Policjanci z Wydziału Kryminalnego Komendy Stołecznej Policji dowiedzieli się, że 94-letni mieszkaniec Warszawy może niebawem stracić dorobek życia. Za tą akcją stali oszuści, którzy chcieli ukraść starszemu mężczyźnie grubo ponad pół miliona złotych.
Torba pieniędzy przed wejściem do bloku
Jak się później okazało, 94-latek był przekonany, że bierze udział w policyjnej akcji. Przygotował pieniądze – ponad 652 tysiące złotych – i zgodnie z instrukcjami, jakie otrzymał od niby-funkcjonariuszy, zapakował je do reklamówki. Potem wyniósł przed blok i zostawił przy drzwiach wejściowych do budynku.

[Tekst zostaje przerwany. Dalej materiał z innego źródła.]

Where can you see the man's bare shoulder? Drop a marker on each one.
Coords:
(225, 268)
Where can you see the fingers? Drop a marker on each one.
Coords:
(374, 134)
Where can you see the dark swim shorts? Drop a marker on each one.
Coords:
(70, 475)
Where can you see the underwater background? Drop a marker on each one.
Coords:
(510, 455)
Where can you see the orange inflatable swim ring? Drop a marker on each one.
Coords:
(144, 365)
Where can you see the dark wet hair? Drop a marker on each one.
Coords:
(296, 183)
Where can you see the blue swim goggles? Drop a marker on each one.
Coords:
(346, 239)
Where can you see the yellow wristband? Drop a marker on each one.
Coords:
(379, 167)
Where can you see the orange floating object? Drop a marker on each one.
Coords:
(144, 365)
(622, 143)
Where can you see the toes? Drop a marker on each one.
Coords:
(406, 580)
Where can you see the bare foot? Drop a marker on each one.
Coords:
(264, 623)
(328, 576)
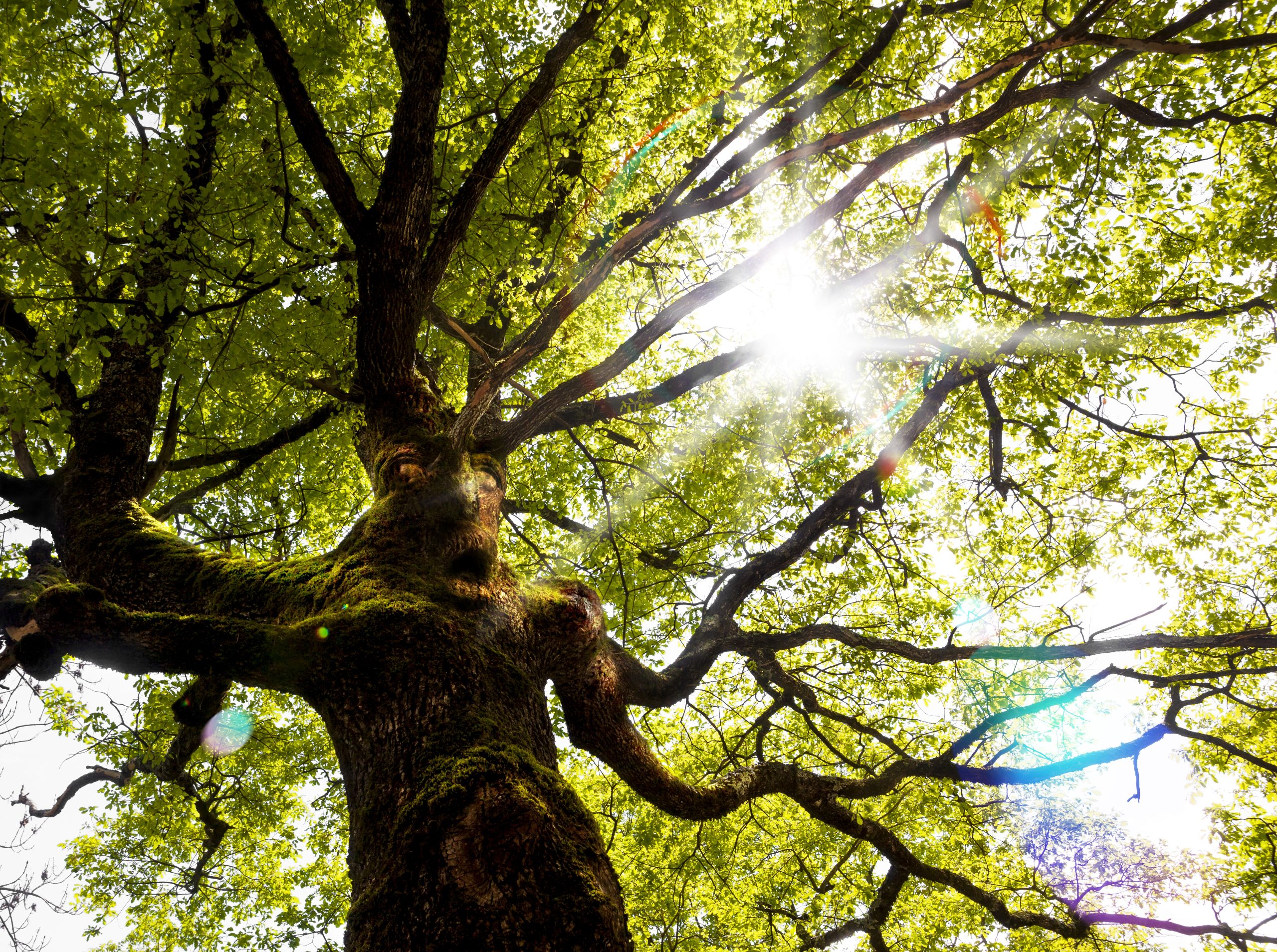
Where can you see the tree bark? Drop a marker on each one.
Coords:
(427, 660)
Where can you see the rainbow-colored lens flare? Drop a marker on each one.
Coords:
(226, 732)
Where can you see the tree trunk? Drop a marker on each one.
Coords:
(463, 834)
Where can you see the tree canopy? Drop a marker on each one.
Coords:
(841, 349)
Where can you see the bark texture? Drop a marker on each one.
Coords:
(428, 661)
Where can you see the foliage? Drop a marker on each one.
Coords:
(1133, 423)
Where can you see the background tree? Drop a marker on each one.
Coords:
(266, 268)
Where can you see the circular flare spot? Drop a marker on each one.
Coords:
(226, 732)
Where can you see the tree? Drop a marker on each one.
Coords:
(270, 267)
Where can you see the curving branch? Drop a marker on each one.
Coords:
(872, 921)
(304, 117)
(257, 451)
(197, 705)
(456, 222)
(611, 407)
(1146, 117)
(243, 457)
(76, 619)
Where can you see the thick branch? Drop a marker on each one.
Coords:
(77, 620)
(257, 451)
(465, 203)
(244, 457)
(304, 117)
(611, 407)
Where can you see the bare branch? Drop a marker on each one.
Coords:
(465, 203)
(257, 451)
(306, 119)
(611, 407)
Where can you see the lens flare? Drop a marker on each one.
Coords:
(976, 620)
(226, 732)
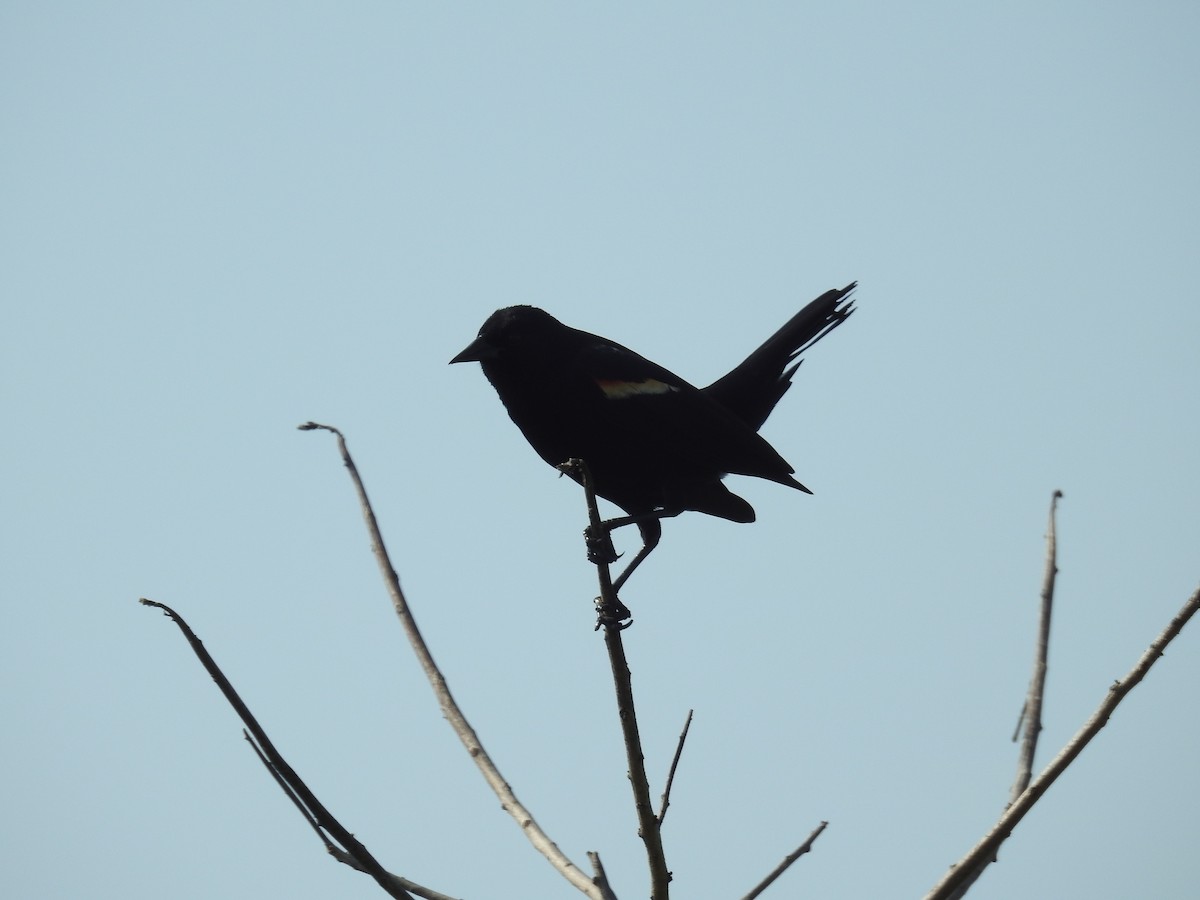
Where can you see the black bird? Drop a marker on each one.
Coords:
(655, 445)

W tym czasie policjanci już obserwowali 2 młodych mężczyzn, którzy kręcili się wokół bloku. Kiedy jeden z nich podszedł przed klatkę i zabrał pozostawioną przez starszego mężczyznę torbę, funkcjonariusze wkroczyli do akcji.

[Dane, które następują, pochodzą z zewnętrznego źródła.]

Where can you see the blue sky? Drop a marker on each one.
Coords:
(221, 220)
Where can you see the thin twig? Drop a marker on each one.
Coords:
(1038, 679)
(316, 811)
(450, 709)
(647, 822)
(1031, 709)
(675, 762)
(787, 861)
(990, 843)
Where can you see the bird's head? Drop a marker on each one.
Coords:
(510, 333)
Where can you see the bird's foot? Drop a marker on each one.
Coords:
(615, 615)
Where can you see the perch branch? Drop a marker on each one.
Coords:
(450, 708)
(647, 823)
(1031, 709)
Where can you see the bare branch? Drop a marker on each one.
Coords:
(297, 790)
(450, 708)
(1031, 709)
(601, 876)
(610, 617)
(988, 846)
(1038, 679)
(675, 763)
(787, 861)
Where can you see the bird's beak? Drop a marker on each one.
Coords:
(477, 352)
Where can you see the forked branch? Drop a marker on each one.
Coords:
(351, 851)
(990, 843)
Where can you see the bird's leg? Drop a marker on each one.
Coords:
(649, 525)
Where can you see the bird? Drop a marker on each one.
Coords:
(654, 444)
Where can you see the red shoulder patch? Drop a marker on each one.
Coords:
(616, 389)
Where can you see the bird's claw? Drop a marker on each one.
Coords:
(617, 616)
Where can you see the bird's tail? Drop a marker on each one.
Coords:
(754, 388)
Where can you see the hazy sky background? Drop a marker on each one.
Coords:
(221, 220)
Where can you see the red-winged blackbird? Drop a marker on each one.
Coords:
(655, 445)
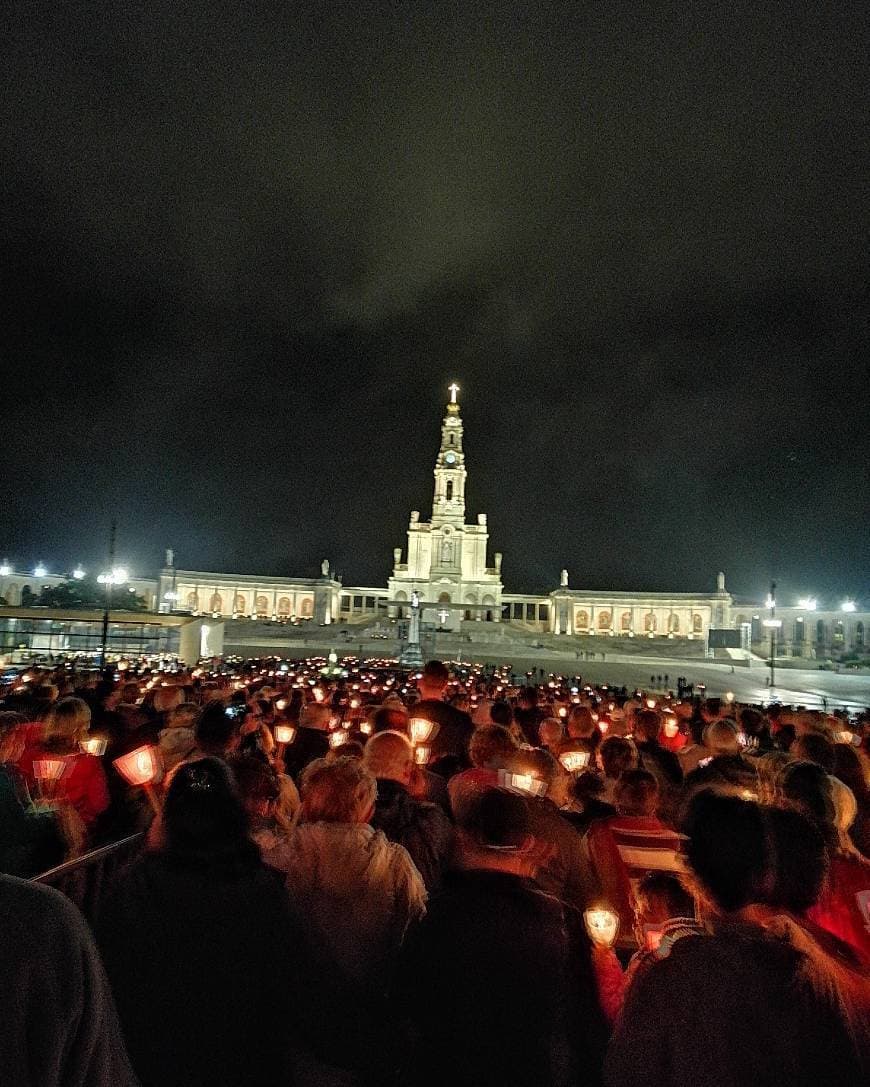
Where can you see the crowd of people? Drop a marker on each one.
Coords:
(356, 875)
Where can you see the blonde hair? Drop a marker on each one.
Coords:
(66, 721)
(336, 791)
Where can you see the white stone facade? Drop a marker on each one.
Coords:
(446, 559)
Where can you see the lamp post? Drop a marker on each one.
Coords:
(772, 624)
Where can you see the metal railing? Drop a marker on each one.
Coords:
(86, 878)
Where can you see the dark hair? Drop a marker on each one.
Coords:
(203, 820)
(647, 724)
(214, 727)
(500, 713)
(436, 671)
(665, 887)
(798, 861)
(496, 817)
(847, 767)
(388, 719)
(808, 787)
(637, 791)
(726, 848)
(816, 748)
(491, 742)
(617, 756)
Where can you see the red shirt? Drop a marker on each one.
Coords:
(82, 784)
(844, 907)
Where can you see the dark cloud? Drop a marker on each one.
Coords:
(248, 246)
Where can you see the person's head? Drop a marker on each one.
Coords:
(203, 820)
(501, 713)
(848, 769)
(315, 715)
(660, 897)
(491, 747)
(66, 723)
(216, 728)
(720, 737)
(770, 766)
(815, 747)
(637, 792)
(183, 716)
(726, 850)
(752, 721)
(647, 725)
(389, 754)
(495, 828)
(581, 724)
(806, 787)
(339, 791)
(257, 783)
(166, 698)
(434, 679)
(389, 719)
(798, 860)
(617, 754)
(527, 698)
(550, 733)
(11, 736)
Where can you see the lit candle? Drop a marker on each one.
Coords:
(574, 760)
(138, 766)
(94, 745)
(420, 729)
(603, 925)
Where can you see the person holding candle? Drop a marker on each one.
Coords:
(59, 1021)
(422, 827)
(748, 1006)
(497, 981)
(355, 894)
(82, 782)
(200, 947)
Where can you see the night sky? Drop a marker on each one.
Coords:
(245, 249)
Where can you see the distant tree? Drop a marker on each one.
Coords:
(87, 594)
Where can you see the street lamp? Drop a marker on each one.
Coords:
(772, 624)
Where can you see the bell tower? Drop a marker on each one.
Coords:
(448, 505)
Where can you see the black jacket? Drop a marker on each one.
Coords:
(201, 962)
(422, 827)
(497, 982)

Zatrzymali młodego mężczyznę, który na ich widok próbował uciec. Bezskutecznie.
Po sprawdzeniu torby okazało się, że cała jest wypełniona pieniędzmi. W ręce policjantów wpadł też drugi z mężczyzn. Okazało się, że zatrzymani to nastolatkowie w wieku 15 i 16 lat.
Kasa wróciła do ofiary nieletnich oszustów
Policjanci ustalili adres 94-latka, który wcześniej pozostawił reklamówkę wypełnioną pieniędzmi przed wejściem do budynku. I wezwali na miejsce członka jego rodziny. Po przeliczeniu pieniędzy na komendzie policji zwrócili je właścicielowi.
Wkrótce kryminalni zatrzymali również trzeciego podejrzanego. To 15-latek, który wspólnie i w porozumieniu z kolegami brał udział w oszustwie 94-latka.
Trójka młodocianych oszustów trafiła do policyjnej izby dziecka. Za to, co zrobili, odpowiedzą przed sądem dla nieletnich.